Immersion Programmes offer something completely different
One of many types of experiential learning, especially suited to vertical leadership development is an immersion programme, so called because we immerse leaders in an experience which is completely different from their 'normal' day-to-day existence and which stretches them emotionally and challenges their thinking and beliefs. Immersion programmes encourage the participants to see a purpose which is bigger than themselves. These programmes can be as creative as the sponsoring organisation wishes and we have designed programmes taking leaders to the developing world to help solve health problems, work with communities to improve employment prospects, engage with young people on environmental issues to name but a few. In large organisations, immersion programmes can also be designed for several cohorts of learners in a series, working on a problem where a real difference can be made over time and the baton passed from one cohort to another.
It is also important to note that immersion programmes are not limited to a physical experience. Much is possible with a creative and innovative approach and immersion programmes can be just as effectively designed for the digital learning space. Our in-house design team have used learning technologies to create immersive virtual scenarios or simulations which test and challenge the participants' thinking and provide a valuable opportunity for participants to move away from their comfort zone and enter a safe space where they can practice and reflect on their physiological response to a virtual activity.
Working on immersion programmes like these is not a new thing, in fact Primeast has been involved in this type of development for almost thirty years and our team can share stories of some amazing experiences. And many organisations organise such interventions for themselves, which is great. But I would like to conclude with a thought.
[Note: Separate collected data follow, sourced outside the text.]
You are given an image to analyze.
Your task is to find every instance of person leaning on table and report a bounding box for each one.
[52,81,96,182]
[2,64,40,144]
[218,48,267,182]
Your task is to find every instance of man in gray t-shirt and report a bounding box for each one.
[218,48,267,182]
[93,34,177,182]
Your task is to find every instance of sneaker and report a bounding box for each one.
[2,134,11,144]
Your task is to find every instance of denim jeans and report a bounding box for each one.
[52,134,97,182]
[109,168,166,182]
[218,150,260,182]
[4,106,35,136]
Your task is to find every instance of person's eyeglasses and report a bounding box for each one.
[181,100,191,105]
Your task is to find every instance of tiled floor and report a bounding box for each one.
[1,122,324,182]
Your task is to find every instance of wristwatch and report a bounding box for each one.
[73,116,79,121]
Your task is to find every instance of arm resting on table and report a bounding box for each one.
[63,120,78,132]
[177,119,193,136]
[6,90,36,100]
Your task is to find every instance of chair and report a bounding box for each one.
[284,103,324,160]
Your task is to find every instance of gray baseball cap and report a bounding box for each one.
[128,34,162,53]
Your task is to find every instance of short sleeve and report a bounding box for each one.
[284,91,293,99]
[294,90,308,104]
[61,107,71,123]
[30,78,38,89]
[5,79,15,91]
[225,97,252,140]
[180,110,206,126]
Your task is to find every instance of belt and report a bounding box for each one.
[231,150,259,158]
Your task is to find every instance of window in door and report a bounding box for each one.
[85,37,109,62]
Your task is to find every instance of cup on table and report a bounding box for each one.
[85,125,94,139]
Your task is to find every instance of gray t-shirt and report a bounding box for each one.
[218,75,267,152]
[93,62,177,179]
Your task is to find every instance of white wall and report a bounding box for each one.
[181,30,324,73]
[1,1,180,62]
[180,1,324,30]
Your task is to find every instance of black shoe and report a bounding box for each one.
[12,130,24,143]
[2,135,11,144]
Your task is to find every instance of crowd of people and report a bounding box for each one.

The value of external facilitation
People who get to work on immersion experiences will often describe them as 'life-changing'. I still remember the first of many trips to Malawi and being involved with the Open Arms Infant Home. But to gain maximum learning from such experiences, they have to be well-designed and supported by skilled facilitators who don't get lost in the task (which is easy to do) but instead know when to ask participants the challenging questions- encouraging them to take a 'balcony' perspective on what is going on in the moment rather than remaining on the 'dancefloor' for the whole time and failing to gain the deeper learning. These are sometimes posed to the whole group and sometimes to a participant in a quiet space at just the right time. Or to play back an observation with appropriate sensitivity so a leader can reflect on the wisdom (or otherwise) of their actions and try a new and alternative approach. The skill in this must not be undervalued.